Make no mistake, a special election Democratic primary in Massachusetts featuring state Attorney General Martha Coakley, who has already declared her candidacy, and Reps. Stephen Lynch and Mike Capuano, who have pulled candidacy papers, will be fun to watch and hard to handicap. No doubt Kennedy, who was acutely aware of the tribal aspects of Massachusetts Democratic politics, would have enjoyed it himself. But it lacks, at least for the moment, that free-for-all, prepare-for-the-apocalypse feeling that some open-seat and special elections engender.

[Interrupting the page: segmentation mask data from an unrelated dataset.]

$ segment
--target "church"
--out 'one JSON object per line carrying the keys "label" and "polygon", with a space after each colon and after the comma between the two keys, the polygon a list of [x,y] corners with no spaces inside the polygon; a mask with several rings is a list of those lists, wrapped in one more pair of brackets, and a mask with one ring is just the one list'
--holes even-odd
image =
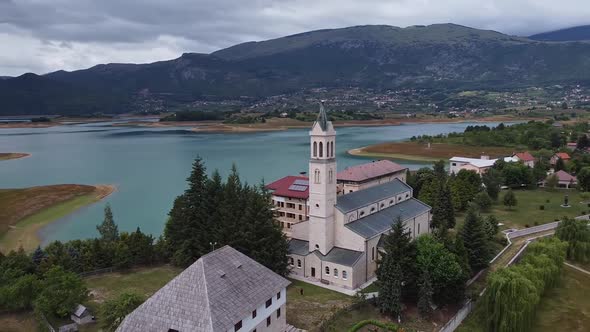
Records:
{"label": "church", "polygon": [[309,136],[309,179],[295,179],[292,187],[307,185],[309,195],[304,207],[308,217],[289,225],[291,274],[357,289],[375,277],[383,235],[391,225],[401,220],[413,238],[429,233],[431,208],[413,197],[405,175],[338,195],[336,131],[323,105]]}

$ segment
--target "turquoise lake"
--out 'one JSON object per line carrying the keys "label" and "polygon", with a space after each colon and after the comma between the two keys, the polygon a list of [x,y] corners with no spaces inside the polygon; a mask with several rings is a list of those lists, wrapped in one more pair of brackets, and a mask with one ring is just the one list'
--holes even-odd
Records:
{"label": "turquoise lake", "polygon": [[[371,159],[347,150],[399,141],[414,135],[463,131],[474,123],[404,124],[337,128],[338,169]],[[490,126],[497,123],[488,123]],[[187,128],[112,127],[109,123],[52,128],[0,129],[0,151],[26,152],[29,158],[0,162],[0,188],[77,183],[114,184],[118,190],[41,231],[44,242],[97,235],[105,202],[122,231],[140,227],[159,235],[174,198],[185,189],[193,159],[200,155],[209,172],[226,175],[235,163],[242,179],[269,183],[307,171],[308,130],[212,134]],[[396,160],[416,169],[427,164]]]}

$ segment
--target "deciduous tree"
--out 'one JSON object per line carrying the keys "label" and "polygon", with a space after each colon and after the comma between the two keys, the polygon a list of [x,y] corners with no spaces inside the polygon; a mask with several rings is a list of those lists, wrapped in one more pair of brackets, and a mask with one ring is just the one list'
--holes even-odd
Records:
{"label": "deciduous tree", "polygon": [[100,225],[96,226],[96,229],[102,241],[115,242],[119,239],[119,228],[113,220],[113,211],[109,203],[104,208],[104,220]]}
{"label": "deciduous tree", "polygon": [[516,196],[514,195],[512,189],[508,189],[508,191],[506,191],[506,193],[504,194],[504,198],[502,199],[502,202],[504,203],[504,206],[506,206],[508,209],[512,209],[516,206],[516,204],[518,204],[518,201],[516,200]]}
{"label": "deciduous tree", "polygon": [[115,331],[125,316],[145,301],[140,294],[123,292],[114,299],[104,302],[100,307],[100,325],[107,331]]}
{"label": "deciduous tree", "polygon": [[460,236],[463,238],[463,244],[467,250],[471,270],[475,272],[488,266],[490,260],[488,235],[485,232],[483,221],[474,207],[467,210]]}

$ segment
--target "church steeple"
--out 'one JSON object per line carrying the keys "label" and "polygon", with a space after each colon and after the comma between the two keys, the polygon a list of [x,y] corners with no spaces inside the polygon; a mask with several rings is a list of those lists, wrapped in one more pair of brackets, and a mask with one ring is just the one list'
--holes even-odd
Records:
{"label": "church steeple", "polygon": [[336,131],[323,103],[309,138],[309,251],[326,255],[334,246]]}

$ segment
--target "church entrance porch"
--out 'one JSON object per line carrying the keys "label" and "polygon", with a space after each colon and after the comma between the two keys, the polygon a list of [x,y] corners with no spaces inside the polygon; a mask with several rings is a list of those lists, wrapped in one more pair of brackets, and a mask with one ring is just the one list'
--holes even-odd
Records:
{"label": "church entrance porch", "polygon": [[311,268],[311,277],[315,278],[315,267]]}

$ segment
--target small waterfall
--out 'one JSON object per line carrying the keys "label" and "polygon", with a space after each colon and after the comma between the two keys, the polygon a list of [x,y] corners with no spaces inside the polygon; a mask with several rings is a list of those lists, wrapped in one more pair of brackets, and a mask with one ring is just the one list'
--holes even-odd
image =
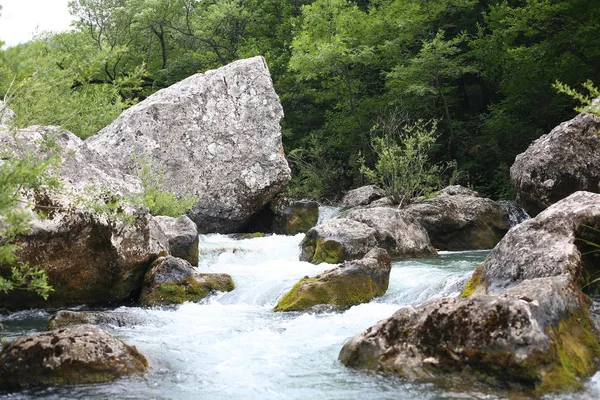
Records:
{"label": "small waterfall", "polygon": [[341,214],[343,207],[336,206],[320,206],[319,207],[319,221],[317,225],[321,225],[323,222],[337,217]]}
{"label": "small waterfall", "polygon": [[521,222],[531,218],[529,216],[529,214],[527,214],[527,211],[525,211],[521,207],[519,207],[517,205],[517,203],[515,203],[514,201],[503,200],[503,201],[500,201],[499,203],[502,204],[502,207],[508,214],[511,228],[513,226],[519,225]]}

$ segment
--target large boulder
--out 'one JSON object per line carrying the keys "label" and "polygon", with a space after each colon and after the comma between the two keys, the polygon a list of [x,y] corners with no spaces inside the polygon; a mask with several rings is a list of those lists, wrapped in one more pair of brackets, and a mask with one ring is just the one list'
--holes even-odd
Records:
{"label": "large boulder", "polygon": [[304,311],[315,306],[350,307],[382,296],[388,288],[391,258],[380,248],[362,259],[342,265],[315,277],[301,279],[286,293],[275,311]]}
{"label": "large boulder", "polygon": [[163,169],[166,188],[192,195],[201,233],[239,231],[290,180],[283,109],[262,57],[193,75],[129,108],[87,144],[121,171],[132,156]]}
{"label": "large boulder", "polygon": [[198,265],[198,229],[187,216],[153,218],[169,240],[170,255]]}
{"label": "large boulder", "polygon": [[0,125],[10,126],[14,123],[14,120],[15,113],[13,112],[13,110],[8,108],[8,105],[6,105],[5,102],[0,100]]}
{"label": "large boulder", "polygon": [[[0,296],[8,309],[118,303],[136,297],[150,264],[168,253],[168,242],[151,216],[138,211],[131,220],[109,220],[81,211],[37,220],[16,239],[16,256],[48,276],[47,301],[24,291]],[[0,274],[8,276],[8,266]]]}
{"label": "large boulder", "polygon": [[305,233],[317,225],[319,203],[277,196],[242,228],[244,232],[266,232],[279,235]]}
{"label": "large boulder", "polygon": [[598,126],[600,117],[579,114],[517,156],[510,176],[517,203],[529,214],[537,215],[578,190],[600,192]]}
{"label": "large boulder", "polygon": [[405,210],[423,225],[439,250],[491,249],[511,227],[503,204],[460,186],[448,187]]}
{"label": "large boulder", "polygon": [[341,205],[345,207],[366,206],[371,202],[382,198],[381,189],[375,185],[361,186],[356,189],[349,190],[344,195]]}
{"label": "large boulder", "polygon": [[2,389],[103,383],[147,370],[135,347],[89,325],[20,336],[0,352]]}
{"label": "large boulder", "polygon": [[[600,195],[577,192],[513,228],[461,298],[398,310],[349,340],[351,367],[535,394],[581,387],[600,344],[582,292],[600,270]],[[594,246],[592,246],[594,247]],[[586,279],[587,277],[587,279]]]}
{"label": "large boulder", "polygon": [[230,292],[233,280],[227,274],[202,274],[189,262],[172,256],[161,257],[144,278],[140,304],[158,306],[199,301],[214,292]]}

Of course, it could be a history-making election if Coakley becomes the Bay State’s first female Senator — for all its perceived liberalism, the political world in Massachusetts, at least at the highest reaches, is as chauvinistic as anyplace else, if not more so. If Lynch wins, hard as it may be to truly say this of a Member of Congress, he’ll be one of the few blue-collar Members of the Senate. And Capuano, if elected, would be the first Italian-American Senator in Massachusetts history.

Rather than New Mexico 2008, the special election feels a little more like Maryland 2006, when Sen. Paul Sarbanes (D) retired after five terms. In the wake of his announcement, five of the state’s six Democratic House Members quickly said they were contemplating running — quickening pols’ pulses from Oxon Hill to Reisterstown, as visions of open House seats across the state danced in their heads.

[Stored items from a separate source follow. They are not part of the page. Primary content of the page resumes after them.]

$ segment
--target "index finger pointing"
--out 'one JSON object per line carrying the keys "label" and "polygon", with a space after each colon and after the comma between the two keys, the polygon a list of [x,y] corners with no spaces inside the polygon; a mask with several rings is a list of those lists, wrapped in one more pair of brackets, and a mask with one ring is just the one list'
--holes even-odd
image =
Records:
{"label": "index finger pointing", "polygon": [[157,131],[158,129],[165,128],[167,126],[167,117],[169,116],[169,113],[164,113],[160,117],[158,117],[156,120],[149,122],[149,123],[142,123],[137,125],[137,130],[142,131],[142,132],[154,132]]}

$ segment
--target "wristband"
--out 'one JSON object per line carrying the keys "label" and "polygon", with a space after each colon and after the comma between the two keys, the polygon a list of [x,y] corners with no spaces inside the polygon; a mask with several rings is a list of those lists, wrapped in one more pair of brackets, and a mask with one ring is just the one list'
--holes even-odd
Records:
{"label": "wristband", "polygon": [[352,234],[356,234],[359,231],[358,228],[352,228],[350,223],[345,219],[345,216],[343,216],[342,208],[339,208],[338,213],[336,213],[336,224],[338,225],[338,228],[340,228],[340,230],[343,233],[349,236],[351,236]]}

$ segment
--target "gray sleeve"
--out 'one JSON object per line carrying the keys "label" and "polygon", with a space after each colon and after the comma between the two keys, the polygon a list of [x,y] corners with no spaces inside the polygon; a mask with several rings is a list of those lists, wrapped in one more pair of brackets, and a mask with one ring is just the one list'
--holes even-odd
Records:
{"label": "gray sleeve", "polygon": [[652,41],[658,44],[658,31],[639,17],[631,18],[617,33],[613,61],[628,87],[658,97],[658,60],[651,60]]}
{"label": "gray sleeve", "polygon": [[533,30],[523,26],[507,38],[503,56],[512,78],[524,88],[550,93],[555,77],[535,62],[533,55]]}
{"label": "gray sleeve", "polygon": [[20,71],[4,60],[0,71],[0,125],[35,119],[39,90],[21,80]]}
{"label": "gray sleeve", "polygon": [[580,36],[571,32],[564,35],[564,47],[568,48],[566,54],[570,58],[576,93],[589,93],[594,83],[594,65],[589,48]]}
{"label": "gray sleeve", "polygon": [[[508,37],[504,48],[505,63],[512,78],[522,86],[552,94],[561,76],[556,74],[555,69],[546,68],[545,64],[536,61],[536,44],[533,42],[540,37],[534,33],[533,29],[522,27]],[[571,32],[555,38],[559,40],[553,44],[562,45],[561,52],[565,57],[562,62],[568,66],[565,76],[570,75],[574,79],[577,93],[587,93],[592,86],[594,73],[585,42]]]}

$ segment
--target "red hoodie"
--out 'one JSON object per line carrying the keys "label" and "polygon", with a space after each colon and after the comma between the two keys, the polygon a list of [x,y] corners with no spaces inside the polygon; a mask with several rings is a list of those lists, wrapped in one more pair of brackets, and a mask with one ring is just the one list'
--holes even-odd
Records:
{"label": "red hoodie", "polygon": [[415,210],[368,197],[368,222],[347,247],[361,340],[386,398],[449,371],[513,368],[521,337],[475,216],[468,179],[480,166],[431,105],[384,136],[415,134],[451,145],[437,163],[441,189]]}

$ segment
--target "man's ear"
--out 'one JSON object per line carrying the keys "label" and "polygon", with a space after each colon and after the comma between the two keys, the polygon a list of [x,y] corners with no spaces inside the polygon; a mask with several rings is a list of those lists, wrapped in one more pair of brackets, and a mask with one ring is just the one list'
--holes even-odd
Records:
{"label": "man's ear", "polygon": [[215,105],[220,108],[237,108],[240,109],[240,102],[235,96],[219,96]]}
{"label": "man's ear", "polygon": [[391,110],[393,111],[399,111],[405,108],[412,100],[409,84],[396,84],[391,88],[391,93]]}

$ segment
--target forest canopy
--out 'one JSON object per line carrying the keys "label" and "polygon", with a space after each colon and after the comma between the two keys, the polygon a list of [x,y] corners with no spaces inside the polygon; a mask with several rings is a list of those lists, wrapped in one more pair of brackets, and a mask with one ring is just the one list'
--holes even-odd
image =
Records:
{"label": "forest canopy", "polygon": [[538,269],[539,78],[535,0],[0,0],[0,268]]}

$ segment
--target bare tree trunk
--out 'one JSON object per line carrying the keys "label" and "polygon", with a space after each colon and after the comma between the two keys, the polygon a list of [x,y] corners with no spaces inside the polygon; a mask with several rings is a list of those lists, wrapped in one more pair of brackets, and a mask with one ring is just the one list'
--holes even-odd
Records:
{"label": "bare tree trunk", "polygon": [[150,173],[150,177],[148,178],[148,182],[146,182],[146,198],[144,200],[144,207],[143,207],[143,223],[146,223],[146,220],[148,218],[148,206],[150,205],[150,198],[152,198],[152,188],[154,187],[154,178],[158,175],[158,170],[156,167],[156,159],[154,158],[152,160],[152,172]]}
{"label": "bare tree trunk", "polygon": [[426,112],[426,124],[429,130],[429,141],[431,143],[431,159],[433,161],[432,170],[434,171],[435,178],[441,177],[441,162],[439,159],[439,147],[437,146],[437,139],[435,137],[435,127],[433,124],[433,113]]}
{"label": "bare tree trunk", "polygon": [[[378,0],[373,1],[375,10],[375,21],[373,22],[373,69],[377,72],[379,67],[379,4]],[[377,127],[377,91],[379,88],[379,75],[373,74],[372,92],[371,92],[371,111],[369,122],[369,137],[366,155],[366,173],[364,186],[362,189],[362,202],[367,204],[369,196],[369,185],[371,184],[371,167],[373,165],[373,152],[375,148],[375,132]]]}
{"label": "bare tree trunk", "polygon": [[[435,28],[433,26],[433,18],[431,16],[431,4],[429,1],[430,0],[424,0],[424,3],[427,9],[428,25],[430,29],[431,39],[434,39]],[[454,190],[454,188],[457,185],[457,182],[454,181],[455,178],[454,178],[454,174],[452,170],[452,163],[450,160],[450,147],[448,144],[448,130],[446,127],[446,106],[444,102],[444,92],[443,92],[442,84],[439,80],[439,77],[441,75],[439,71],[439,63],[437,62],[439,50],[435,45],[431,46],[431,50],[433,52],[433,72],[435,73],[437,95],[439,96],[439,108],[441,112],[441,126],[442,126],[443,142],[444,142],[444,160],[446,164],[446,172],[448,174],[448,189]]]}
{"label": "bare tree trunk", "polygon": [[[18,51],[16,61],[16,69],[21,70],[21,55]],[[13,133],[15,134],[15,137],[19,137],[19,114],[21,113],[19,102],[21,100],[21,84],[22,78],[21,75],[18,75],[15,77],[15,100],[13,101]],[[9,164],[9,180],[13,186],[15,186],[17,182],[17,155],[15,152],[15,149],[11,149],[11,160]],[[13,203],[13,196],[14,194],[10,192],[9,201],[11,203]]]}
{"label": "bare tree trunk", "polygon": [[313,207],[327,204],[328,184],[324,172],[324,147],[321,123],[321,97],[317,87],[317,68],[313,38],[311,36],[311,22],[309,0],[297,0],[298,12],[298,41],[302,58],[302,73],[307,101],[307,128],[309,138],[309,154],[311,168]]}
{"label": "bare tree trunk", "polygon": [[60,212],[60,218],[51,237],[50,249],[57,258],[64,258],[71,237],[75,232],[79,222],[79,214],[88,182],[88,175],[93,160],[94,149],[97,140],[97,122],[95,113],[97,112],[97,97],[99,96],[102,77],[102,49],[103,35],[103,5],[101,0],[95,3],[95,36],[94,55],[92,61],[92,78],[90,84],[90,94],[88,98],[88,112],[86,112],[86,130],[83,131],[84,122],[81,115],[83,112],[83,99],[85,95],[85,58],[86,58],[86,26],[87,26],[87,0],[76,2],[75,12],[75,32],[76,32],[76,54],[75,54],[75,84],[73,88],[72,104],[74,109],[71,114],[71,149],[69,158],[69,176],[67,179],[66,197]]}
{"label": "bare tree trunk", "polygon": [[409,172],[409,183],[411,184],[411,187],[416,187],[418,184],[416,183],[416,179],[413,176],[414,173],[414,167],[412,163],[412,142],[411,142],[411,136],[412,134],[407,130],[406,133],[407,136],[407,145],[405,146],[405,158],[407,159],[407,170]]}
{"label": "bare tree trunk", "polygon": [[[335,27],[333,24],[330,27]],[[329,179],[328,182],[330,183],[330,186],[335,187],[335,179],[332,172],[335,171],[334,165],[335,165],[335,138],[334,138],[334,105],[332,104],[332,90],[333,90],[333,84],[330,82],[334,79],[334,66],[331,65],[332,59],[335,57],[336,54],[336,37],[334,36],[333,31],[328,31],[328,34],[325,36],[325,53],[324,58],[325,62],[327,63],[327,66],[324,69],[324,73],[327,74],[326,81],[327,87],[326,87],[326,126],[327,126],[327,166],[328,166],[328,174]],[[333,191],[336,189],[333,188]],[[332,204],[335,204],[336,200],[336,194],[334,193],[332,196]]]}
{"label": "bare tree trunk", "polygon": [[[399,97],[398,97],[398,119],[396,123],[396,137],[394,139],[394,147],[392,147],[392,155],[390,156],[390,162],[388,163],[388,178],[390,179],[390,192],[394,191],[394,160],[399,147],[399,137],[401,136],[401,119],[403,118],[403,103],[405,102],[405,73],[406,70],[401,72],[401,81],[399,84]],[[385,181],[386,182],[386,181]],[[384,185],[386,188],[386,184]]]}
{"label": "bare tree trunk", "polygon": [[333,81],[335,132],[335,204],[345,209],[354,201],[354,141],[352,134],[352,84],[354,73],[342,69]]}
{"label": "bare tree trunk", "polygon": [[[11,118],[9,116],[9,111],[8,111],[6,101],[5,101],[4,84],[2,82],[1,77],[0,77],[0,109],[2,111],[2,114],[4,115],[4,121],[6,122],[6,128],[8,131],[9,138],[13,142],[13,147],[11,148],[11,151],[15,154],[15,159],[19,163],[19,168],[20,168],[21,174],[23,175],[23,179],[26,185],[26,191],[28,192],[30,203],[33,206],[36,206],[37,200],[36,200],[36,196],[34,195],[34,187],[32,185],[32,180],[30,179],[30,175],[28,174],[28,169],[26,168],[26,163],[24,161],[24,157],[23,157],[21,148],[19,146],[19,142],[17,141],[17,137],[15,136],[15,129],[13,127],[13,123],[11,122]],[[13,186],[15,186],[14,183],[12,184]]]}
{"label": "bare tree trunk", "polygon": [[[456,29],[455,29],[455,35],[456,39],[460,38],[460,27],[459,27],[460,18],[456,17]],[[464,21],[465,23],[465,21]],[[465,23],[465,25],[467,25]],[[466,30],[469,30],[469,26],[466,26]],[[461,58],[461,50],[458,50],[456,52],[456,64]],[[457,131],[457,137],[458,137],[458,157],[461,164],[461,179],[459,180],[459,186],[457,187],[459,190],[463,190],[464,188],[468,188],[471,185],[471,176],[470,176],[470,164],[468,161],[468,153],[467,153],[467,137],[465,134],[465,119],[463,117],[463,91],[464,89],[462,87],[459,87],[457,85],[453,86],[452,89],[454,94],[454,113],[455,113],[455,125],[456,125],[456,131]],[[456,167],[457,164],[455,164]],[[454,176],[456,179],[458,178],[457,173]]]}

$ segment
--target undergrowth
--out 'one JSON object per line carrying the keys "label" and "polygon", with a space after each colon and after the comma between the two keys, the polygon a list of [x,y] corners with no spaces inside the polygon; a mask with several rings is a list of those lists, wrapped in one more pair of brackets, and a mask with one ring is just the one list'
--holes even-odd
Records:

In the end, though, only then-Rep. Benjamin Cardin (D) ran. Worse yet, from the perspective of those thirsting for new blood, Cardin was replaced in the House by a Sarbanes — now-Rep. John Sarbanes (D), the ex-Senator’s son. Still, the 2006 cycle wasn’t totally without upheaval in Maryland, as the incumbent governor and state comptroller lost re-election bids and the long-serving attorney general retired, creating opportunities down the ballot.

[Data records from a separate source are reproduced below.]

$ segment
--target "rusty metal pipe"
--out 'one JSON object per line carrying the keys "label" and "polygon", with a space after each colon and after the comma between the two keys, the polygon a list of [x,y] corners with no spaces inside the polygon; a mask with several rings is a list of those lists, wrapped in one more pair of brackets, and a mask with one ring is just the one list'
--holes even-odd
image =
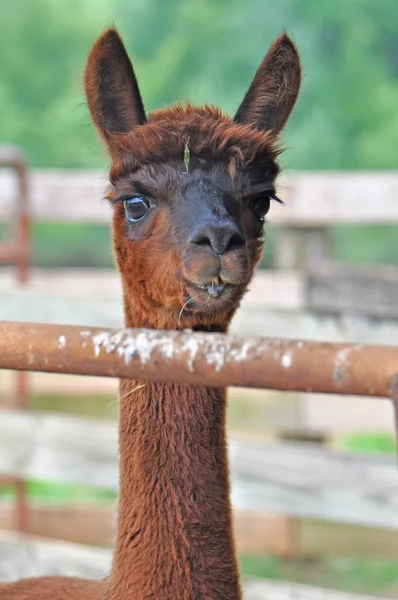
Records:
{"label": "rusty metal pipe", "polygon": [[0,368],[387,397],[398,347],[0,322]]}

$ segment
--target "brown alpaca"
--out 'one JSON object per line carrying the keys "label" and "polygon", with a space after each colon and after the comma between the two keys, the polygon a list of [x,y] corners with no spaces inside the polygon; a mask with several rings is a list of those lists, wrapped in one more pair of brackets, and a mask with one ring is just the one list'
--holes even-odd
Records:
{"label": "brown alpaca", "polygon": [[[128,327],[228,330],[277,200],[277,140],[300,62],[285,35],[233,119],[176,106],[145,116],[118,34],[87,65],[92,118],[112,158],[109,200]],[[238,600],[224,389],[120,384],[120,498],[113,567],[102,582],[5,584],[1,600]]]}

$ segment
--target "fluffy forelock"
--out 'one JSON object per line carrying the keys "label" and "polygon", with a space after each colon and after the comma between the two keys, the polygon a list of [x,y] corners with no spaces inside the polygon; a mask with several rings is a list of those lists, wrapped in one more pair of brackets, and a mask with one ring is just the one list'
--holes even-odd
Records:
{"label": "fluffy forelock", "polygon": [[113,136],[113,176],[134,171],[142,165],[183,161],[188,145],[192,158],[228,165],[231,174],[239,167],[276,169],[281,152],[269,132],[236,123],[217,106],[185,107],[177,104],[149,115],[147,123],[127,134]]}

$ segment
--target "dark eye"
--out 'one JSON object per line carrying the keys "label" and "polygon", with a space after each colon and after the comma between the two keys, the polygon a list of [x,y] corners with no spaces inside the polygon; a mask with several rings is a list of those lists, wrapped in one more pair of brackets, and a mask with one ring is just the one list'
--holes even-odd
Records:
{"label": "dark eye", "polygon": [[261,196],[255,198],[252,204],[254,214],[258,219],[263,220],[271,206],[271,196]]}
{"label": "dark eye", "polygon": [[123,204],[129,221],[140,221],[149,211],[149,203],[142,196],[128,198]]}

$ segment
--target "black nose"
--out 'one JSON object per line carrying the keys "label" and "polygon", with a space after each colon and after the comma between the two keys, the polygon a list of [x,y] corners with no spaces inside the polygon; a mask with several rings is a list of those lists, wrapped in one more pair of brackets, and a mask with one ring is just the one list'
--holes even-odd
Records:
{"label": "black nose", "polygon": [[245,244],[244,237],[235,223],[219,225],[202,225],[189,240],[197,246],[210,246],[216,254],[226,254],[241,248]]}

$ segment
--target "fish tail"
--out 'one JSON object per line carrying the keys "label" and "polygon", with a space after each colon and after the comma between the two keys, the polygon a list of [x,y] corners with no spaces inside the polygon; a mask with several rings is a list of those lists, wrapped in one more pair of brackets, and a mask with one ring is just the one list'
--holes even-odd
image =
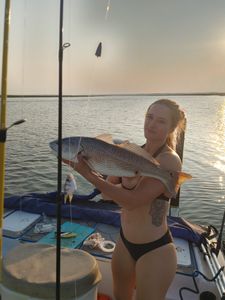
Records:
{"label": "fish tail", "polygon": [[68,195],[68,200],[69,200],[69,203],[71,204],[72,200],[73,200],[73,195]]}
{"label": "fish tail", "polygon": [[69,201],[69,203],[71,203],[72,200],[73,200],[73,195],[71,195],[71,194],[65,194],[64,195],[64,204],[66,204],[67,201]]}
{"label": "fish tail", "polygon": [[192,176],[188,173],[184,173],[184,172],[178,172],[178,184],[181,185],[182,183],[184,183],[186,180],[190,180],[192,179]]}

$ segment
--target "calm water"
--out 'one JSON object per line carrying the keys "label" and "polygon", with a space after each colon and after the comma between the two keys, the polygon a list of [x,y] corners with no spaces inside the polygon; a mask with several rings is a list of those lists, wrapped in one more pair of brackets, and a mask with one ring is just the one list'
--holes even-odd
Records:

When Cardin won, he made history by becoming the longest-serving House Member ever to be elected to the Senate, after toiling in the House for 20 years. That’s a record that Markey would have shattered if he had run in and won the upcoming special election — he was elected to the House in 1976. Another opportunity for intrigue lost.

Every time a senior Senator dies or retires, it confers a new kind of status on the state’s junior Senator. Thus Jeff Bingaman (D) became New Mexico’s senior Senator this year after 25 years of serving with Domenici. John Kerry (D) is now Massachusetts’ senior Senator after a quarter century behind Kennedy.

Today, Jay Rockefeller (D) remains West Virginia’s junior Senator after 25 years in the body. Next among the most senior junior Senators are Tom Harkin (D-Iowa), who was elected in 1986, and Joe Lieberman (ID-Conn.), who was elected in 1988. Fritz Hollings (D) waited 36 years before becoming South Carolina’s senior Senator, then retired less than two years later. By contrast, freshman Mark Udall (D-Colo.) became his state’s senior Senator earlier this year after just a couple of weeks on the job.

Though his death will be felt for many years and in many places, this is hardly the first time Kennedy has left other politicians scrambling. Every time he resisted entreaties to run for president or vice president, others rushed to fill the void, and Kennedy usually watched with detached fascination — though sometimes he played a role in shaping the field behind the scenes. According to “Marathon,— Jules Witcover’s seminal book on the 1976 presidential campaign, Kennedy was less than thrilled when his brother-in-law Sargent Shriver sought the Democratic presidential nomination that year. And it has been widely reported that four years earlier, Kennedy held open the possibility of becoming then-Sen. George McGovern’s (D-S.D.) running mate, just to prevent McGovern from selecting then-Boston Mayor Kevin White as his No. 2. (That honor, coincidentally, went to Shriver.)

No doubt Kennedy could live with Coakley, Lynch or Capuano as his successor — or at the very least he would recognize the merits in all three. But just as certainly, he would prefer to see a member of his own family replace him. And to be honest, the all-but-certain absence of a Kennedy in the special election is a disappointment to many of us spectators as well.